The penalty range could give courts the opportunity to consider circumstances criminal law normally takes into account. How clear was the condition? How clear was the intent? What was the relationship between the parties? What risk or harm resulted? Were there mitigating or aggravating circumstances?
Svenska courts make such assessments every day in almost all other parts of the penal code. They also do so in sexual crimes. The problem arises when actions like condom use are absorbed into the crime of rape and the courts cannot impose a lighter sentence than three years in prison.
Legitimacy Is Also About Clarity
There is an additional aspect seldom discussed. Criminal law must not only be just. It must also be perceived as understandable.
This does not mean courts should judge by opinion polls. But legislators should ponder when a large part of the spontaneous debate is less about guilt than about the concept of the crime.
Many react not because they consider the man’s behavior acceptable, but because the word “rape” for them describes another type of offense than that which actually occurred in this case. Not necessarily involving violence, but still a bit more than an ignored condom.
This reaction may of course be due to the public not realizing how the consent law is structured. But it may also be because the law’s concepts no longer reflect the qualitative differences that people intuitively perceive between various types of sexual violations.

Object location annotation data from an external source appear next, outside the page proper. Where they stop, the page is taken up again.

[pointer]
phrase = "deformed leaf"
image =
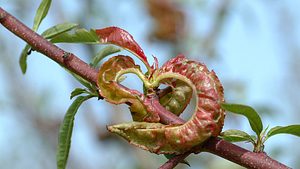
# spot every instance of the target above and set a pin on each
(113, 92)
(252, 116)
(236, 136)
(77, 92)
(58, 29)
(65, 132)
(79, 36)
(41, 13)
(82, 81)
(291, 129)
(103, 53)
(120, 37)
(178, 98)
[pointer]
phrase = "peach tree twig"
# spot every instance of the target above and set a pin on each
(71, 62)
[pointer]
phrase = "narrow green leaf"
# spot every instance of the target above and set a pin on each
(23, 58)
(236, 136)
(77, 92)
(84, 82)
(79, 36)
(247, 111)
(41, 14)
(291, 129)
(58, 29)
(65, 132)
(169, 156)
(103, 53)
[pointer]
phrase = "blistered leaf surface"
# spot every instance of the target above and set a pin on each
(112, 91)
(122, 38)
(206, 121)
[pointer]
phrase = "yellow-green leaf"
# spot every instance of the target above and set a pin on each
(58, 29)
(291, 129)
(65, 132)
(79, 36)
(252, 116)
(236, 136)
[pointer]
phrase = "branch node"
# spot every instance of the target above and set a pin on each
(66, 55)
(2, 15)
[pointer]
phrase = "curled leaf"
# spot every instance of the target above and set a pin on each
(109, 75)
(103, 53)
(120, 37)
(178, 98)
(206, 121)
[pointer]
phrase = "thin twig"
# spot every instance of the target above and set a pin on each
(215, 146)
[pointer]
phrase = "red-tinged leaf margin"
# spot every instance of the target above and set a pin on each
(120, 37)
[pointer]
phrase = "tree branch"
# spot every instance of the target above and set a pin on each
(215, 146)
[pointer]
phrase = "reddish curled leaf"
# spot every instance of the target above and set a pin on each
(113, 92)
(178, 98)
(122, 38)
(206, 121)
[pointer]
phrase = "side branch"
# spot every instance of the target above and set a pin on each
(215, 146)
(38, 43)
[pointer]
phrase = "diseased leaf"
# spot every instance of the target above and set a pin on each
(58, 29)
(23, 58)
(236, 136)
(41, 14)
(82, 81)
(291, 129)
(178, 98)
(103, 53)
(79, 36)
(77, 92)
(65, 132)
(113, 92)
(120, 37)
(206, 121)
(252, 116)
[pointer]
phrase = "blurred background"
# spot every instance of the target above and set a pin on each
(252, 45)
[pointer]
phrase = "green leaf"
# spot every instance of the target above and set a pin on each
(79, 36)
(84, 82)
(169, 156)
(77, 92)
(23, 59)
(41, 14)
(291, 129)
(247, 111)
(65, 132)
(236, 136)
(58, 29)
(103, 53)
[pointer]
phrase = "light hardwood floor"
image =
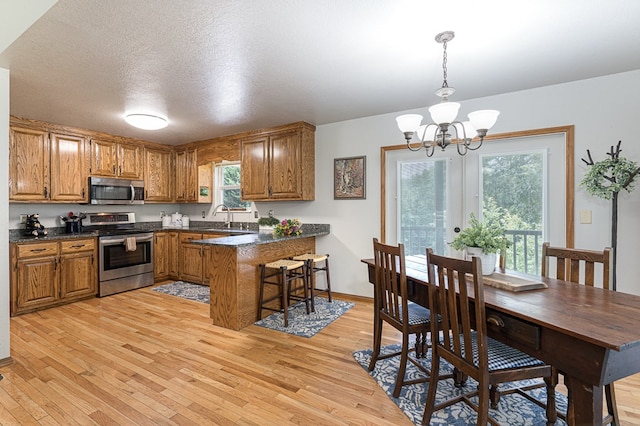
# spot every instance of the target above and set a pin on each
(145, 358)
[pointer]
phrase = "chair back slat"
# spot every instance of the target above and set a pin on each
(391, 281)
(569, 261)
(449, 297)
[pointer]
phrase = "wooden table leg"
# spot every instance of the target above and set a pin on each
(585, 402)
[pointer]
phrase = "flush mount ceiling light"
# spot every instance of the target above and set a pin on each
(444, 116)
(146, 121)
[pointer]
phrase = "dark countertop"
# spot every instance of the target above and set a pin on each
(241, 237)
(308, 230)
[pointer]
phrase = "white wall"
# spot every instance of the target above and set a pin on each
(4, 214)
(604, 110)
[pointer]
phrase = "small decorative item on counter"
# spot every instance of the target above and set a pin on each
(34, 227)
(266, 224)
(288, 227)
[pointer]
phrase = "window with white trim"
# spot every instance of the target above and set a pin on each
(227, 186)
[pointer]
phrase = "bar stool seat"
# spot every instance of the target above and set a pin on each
(282, 273)
(313, 260)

It’s an issue worth taking seriously. For the legitimacy of legislation rests not only on logical consistency. It also rests on whether people feel its categories and concepts correspond with reality in a reasonable way.
The Verdict Raises Questions That Need Answers
The current verdict will likely continue to be discussed. Perhaps the court of appeal will come to the same conclusion. Perhaps not. How the debate develops and what the legislator may have to consider will depend on that.
But regardless of the outcome in higher courts, the district court ruling signals that there is a serious problem with the consent law and the definition of the crime of rape. One could of course attribute this only to the specific panel of judges in the case, but that is contradicted by the judgment being based on previous cases.
In summary, it was in principle good that the focus shifted from violence and coercion to voluntariness as a boundary between legal and illegal sexual encounters. But influential institutions like the Council on Legislation and the Bar Association saw problems with the proposed solution, the consent law.
The objections were brushed aside. But the problems have not disappeared. The current judgment is not the only one that signals this. Samnytt has covered several other cases that provide reason to question the consent law in both its text and application. And what we have done is only scratch the surface.
But it is enough to show that the consent law leaves something essential to be desired in terms of both legal certainty and proportionality. It is high time this is addressed before trust in the law and the justice system is further eroded.